Ora, quando inizia la campagna elettorale per la scelta dei pupi, è chiaro che si sta dando vita a una recita; copione e trama sono ben note, il finale scontato. Alla fine il puparo conterà i soldi dell’incasso e tutti a casa in attesa della prossima rappresentazione.
Da tempo la cosiddetta destra e la cosiddetta sinistra governano o fingono di fare l’opposizione, condividendo i medesimi valori, attuando gli stessi programmi, obbedendo agli stessi pupari. Pensare che il fascista Musumeci sia diverso da Miccichè di Forza Italia, o che entrambi rappresentino l’alternativa a Crocetta e al PD, è non riuscire a cogliere la sostanza politica dietro il sottile strato di vernice che li rende apparentemente diversi. Le cordate che ogni coalizione, gruppo, partito mettono in campo sono identiche nella composizione e nell’aspirazione; prendiamo un Armao, fino a poco tempo fa leader di un presunto cartello indipendentista, ex DC, cattolico, ex assessore di Lombardo, ex sostenitore di Crocetta: ora Berlusconi l’ha scelto per stare a fianco di Musumeci. Poi ci sono quelli che non posseggono cordate, e fingono di essere i migliori (in realtà non le hanno per eccesso di minorità): partitini comunisti vari, gruppetti della galassia indipendentista, frammenti dei forconi, piccoli movimenti civici: il contorno inutile di ogni tornata elettorale: è qui che si sprecano le critiche al potere e al capitale, i proclami per una Sicilia libera, i toni forti, ma è anche qui che si consuma la farsa, la frustrazione del “sarà per la prossima volta” e del “il popolo non ci ha capito”. Costoro dovrebbero convincere i “delusi” a tornare a votare.

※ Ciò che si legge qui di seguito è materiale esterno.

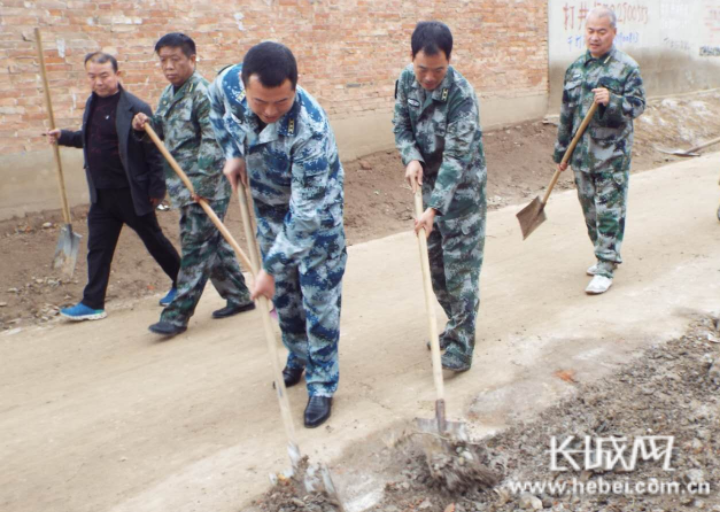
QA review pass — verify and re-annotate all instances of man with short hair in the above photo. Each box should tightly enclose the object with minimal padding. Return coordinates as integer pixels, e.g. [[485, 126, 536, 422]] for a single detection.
[[553, 7, 645, 295], [209, 42, 347, 428], [133, 32, 255, 336], [393, 21, 487, 372], [47, 52, 180, 320]]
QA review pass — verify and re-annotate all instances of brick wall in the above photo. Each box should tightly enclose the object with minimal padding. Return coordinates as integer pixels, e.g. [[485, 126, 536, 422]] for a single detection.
[[0, 0, 548, 156]]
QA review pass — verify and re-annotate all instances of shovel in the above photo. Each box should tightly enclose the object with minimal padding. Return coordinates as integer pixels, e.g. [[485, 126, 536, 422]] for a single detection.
[[35, 28, 82, 277], [415, 191, 467, 444], [517, 103, 597, 240], [655, 138, 720, 156], [143, 123, 344, 512]]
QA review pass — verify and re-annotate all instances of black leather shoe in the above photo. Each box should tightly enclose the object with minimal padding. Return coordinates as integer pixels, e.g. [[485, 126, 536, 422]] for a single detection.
[[148, 322, 187, 336], [283, 366, 305, 388], [213, 302, 255, 318], [305, 396, 332, 428]]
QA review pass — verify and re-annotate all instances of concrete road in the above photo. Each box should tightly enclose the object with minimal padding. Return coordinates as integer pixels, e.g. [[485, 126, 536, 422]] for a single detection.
[[0, 155, 720, 512]]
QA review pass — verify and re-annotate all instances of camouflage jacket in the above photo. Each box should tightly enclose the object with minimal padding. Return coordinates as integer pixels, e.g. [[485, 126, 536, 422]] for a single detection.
[[553, 47, 645, 172], [393, 65, 487, 219], [152, 71, 231, 207], [208, 64, 345, 274]]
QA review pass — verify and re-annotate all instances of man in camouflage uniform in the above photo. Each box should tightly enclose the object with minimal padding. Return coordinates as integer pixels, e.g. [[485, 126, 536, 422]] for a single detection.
[[133, 33, 255, 336], [553, 7, 645, 294], [393, 22, 487, 372], [209, 42, 347, 427]]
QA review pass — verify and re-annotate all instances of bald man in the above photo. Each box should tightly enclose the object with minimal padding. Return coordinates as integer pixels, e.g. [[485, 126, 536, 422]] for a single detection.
[[553, 7, 645, 295]]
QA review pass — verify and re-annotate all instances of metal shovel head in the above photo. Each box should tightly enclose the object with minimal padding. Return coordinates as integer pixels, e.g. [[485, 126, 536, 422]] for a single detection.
[[517, 196, 547, 240], [53, 224, 82, 277], [654, 146, 700, 156]]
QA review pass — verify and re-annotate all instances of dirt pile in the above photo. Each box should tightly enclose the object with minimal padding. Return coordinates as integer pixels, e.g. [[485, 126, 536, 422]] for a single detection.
[[334, 318, 720, 512], [252, 317, 720, 512]]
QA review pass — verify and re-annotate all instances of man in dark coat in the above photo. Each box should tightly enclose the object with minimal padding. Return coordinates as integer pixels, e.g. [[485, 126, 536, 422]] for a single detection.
[[47, 52, 180, 320]]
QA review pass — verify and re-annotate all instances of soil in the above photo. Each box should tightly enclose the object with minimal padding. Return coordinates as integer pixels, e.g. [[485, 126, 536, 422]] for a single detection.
[[248, 316, 720, 512], [0, 92, 720, 330]]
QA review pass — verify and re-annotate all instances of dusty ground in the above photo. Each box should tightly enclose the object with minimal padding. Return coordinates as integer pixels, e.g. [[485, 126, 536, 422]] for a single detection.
[[0, 88, 720, 329], [249, 317, 720, 512]]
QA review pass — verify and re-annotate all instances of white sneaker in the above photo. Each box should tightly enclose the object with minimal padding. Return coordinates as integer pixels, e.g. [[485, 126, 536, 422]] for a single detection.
[[585, 276, 612, 295]]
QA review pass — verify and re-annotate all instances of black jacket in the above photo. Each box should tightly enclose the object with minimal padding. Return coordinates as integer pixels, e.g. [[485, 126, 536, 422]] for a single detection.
[[58, 87, 165, 215]]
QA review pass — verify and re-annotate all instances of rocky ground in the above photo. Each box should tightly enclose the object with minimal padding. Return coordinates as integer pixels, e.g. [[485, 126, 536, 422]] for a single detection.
[[249, 317, 720, 512], [0, 92, 720, 330]]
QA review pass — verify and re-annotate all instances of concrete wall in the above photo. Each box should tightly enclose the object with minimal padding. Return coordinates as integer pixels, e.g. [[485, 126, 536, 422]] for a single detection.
[[548, 0, 720, 112], [0, 0, 548, 218]]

In Sicilia ormai vota meno del 50% delle persone; alle ultime regionali fu il 47%; un dato interessante dal punto di vista statistico, ma che da quello politico ci dice soltanto che chi governa non ha bisogno di molto consenso elettorale, e che l’astensione di per sé non è pericolosa se è solo una manifestazione di disinteresse. Il consenso non passa solo per le urne, ma si manifesta tutti i giorni con la passività, la delega, il clientelismo, la cultura del farsi i fatti propri. Ed ecco che quindi tra i pupi e il popolo ci sono altri fili, meno visibili, più subdoli, che collegano gli uni all’altro, ed individuarli, denunciarli, combatterli è una vera scommessa rivoluzionaria. Le èlites prestano molta attenzione alla costruzione di questi fili, che rappresentano l’elemento della corruzione diffusa. Per questo ci interessa quel che accade anche in politica, perché i nemici devono avere dei volti, dei nomi, e le loro azioni devono essere conosciute, comprese, per essere combattute.
Un proverbio siciliano recita: “Nto munnu ci sunu tri putenti: u riccu, u nobili e cu nun havi nenti”. Oggi il terzo di questi potenti, chi non ha niente, è ignaro della propria forza, e soggiace a quella degli altri due. Impegnarci a fargliela scoprire è uno degli obiettivi che ci ripromettiamo.